If iVillage's results of operations fall below expectations, the trading price
of its common stock would likely be materially adversely affected. In addition,
if the revenues of iVillage in any particular fiscal period are lower than
anticipated, iVillage may be unable to reduce spending in that fiscal period. If
iVillage has a shortfall in revenues in relation to its expenses, then
iVillage's business, financial condition and results of operations would be
materially adversely affected.

31


iVillage may need to raise additional capital and its prospects for obtaining
additional financing are uncertain.

iVillage currently anticipates that its existing cash and cash
equivalents will be sufficient to meet its anticipated capital expenditures and
working capital requirements for at least the next twelve months.

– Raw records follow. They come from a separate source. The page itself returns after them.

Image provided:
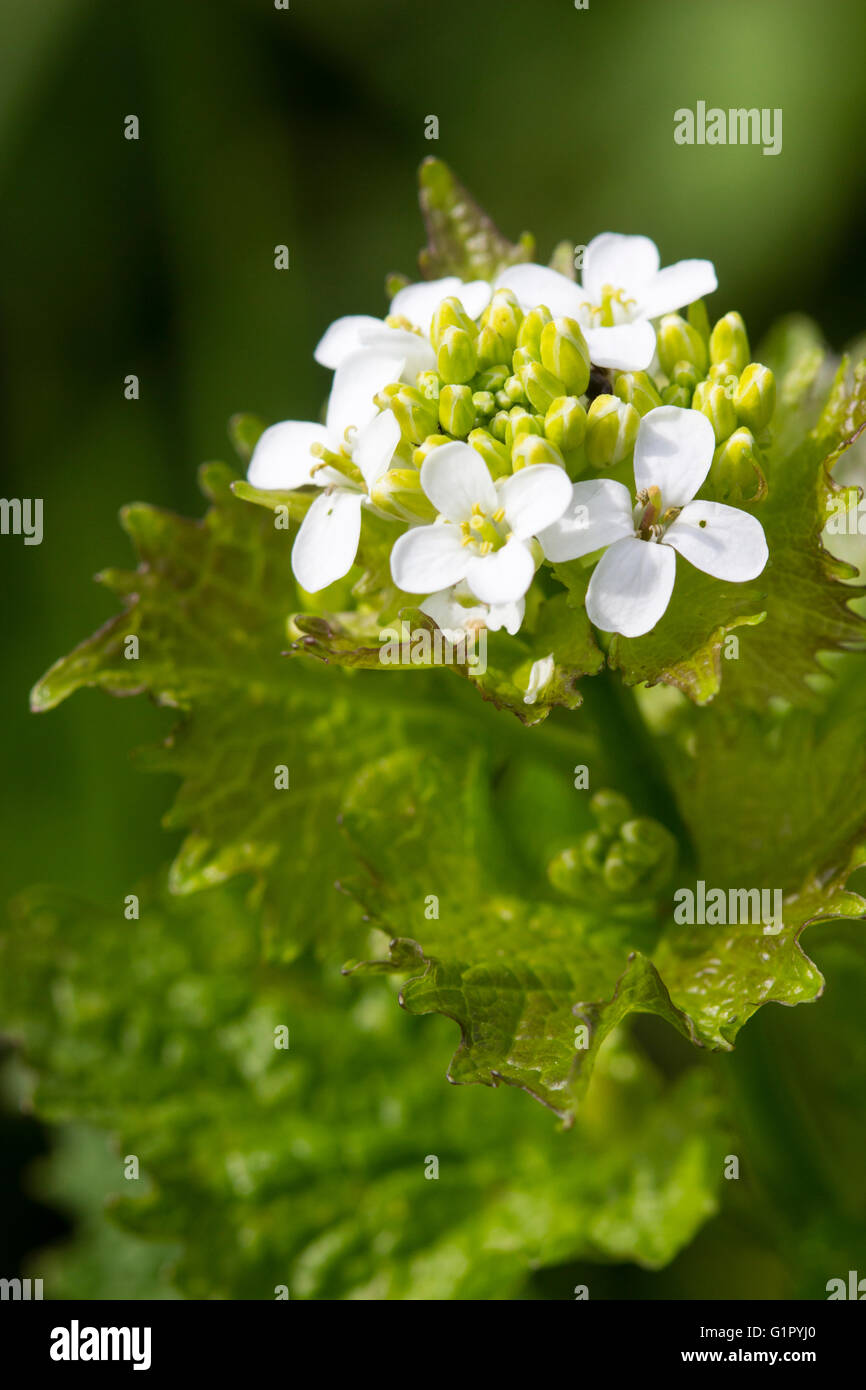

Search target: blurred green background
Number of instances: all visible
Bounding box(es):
[0,0,866,1297]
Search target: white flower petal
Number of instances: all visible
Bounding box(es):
[466,537,535,603]
[457,279,493,318]
[584,318,656,371]
[538,480,634,563]
[246,420,329,492]
[496,463,571,541]
[391,519,468,594]
[587,535,677,637]
[634,406,716,507]
[638,260,719,318]
[581,232,659,304]
[292,488,363,594]
[664,502,769,584]
[496,264,589,318]
[360,318,436,384]
[325,348,403,442]
[313,314,384,368]
[421,443,499,521]
[352,410,400,491]
[389,275,463,334]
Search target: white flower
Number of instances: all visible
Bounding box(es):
[418,582,525,642]
[314,275,492,384]
[538,406,767,637]
[247,350,405,594]
[391,443,571,605]
[523,652,555,705]
[496,232,717,371]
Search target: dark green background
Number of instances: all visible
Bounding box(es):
[0,0,866,1295]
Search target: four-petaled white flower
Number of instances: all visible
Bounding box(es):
[538,406,767,637]
[496,232,717,371]
[314,275,492,385]
[391,443,571,605]
[247,350,405,594]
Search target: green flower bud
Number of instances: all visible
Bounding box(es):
[439,386,475,439]
[657,314,708,377]
[541,318,589,396]
[512,434,566,473]
[416,371,442,402]
[496,377,527,410]
[662,381,692,409]
[370,468,436,521]
[436,328,478,385]
[430,299,478,352]
[482,289,523,350]
[470,359,512,392]
[692,381,737,443]
[385,386,438,443]
[467,430,512,478]
[473,391,496,416]
[517,304,553,361]
[517,358,567,416]
[734,361,776,434]
[708,428,767,506]
[670,361,699,391]
[545,396,587,452]
[585,396,641,468]
[475,324,513,367]
[411,434,455,470]
[710,313,751,375]
[487,410,509,443]
[613,371,662,416]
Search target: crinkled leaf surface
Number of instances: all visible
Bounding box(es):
[0,888,727,1300]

However, the
amount of cash and cash equivalents that iVillage will need in the future cannot
be accurately predicted and depends on many factors, including the amount of
revenues received and expenses incurred in connection with the operation of its
business. Accordingly, iVillage may need to raise additional funds in the future
to fund its operations. iVillage can make no assurances that additional
financing will be available to iVillage on acceptable terms, or at all. In
particular, unless the market price of iVillage's common stock increases
dramatically, it is unlikely that iVillage will be able to raise funds through a
public offering of its common stock. Due to iVillage's lack of profitability, it
is also unlikely that iVillage would be able to obtain any bank financing. If
anticipated operating results are not achieved, management of iVillage has the
intent and believes it has the ability to delay or reduce expenditures so as not
to require additional financial resources if those resources were not available
on terms acceptable to iVillage, although iVillage can make no assurances in
this regard.

Hearst is able to significantly influence iVillage's corporate direction and
policies.

As of September 30, 2003, Hearst owned approximately 28.8% of the
outstanding shares of iVillage's common stock. In addition, Hearst holds a
warrant entitling it to purchase 2,065,695 shares of iVillage's common stock.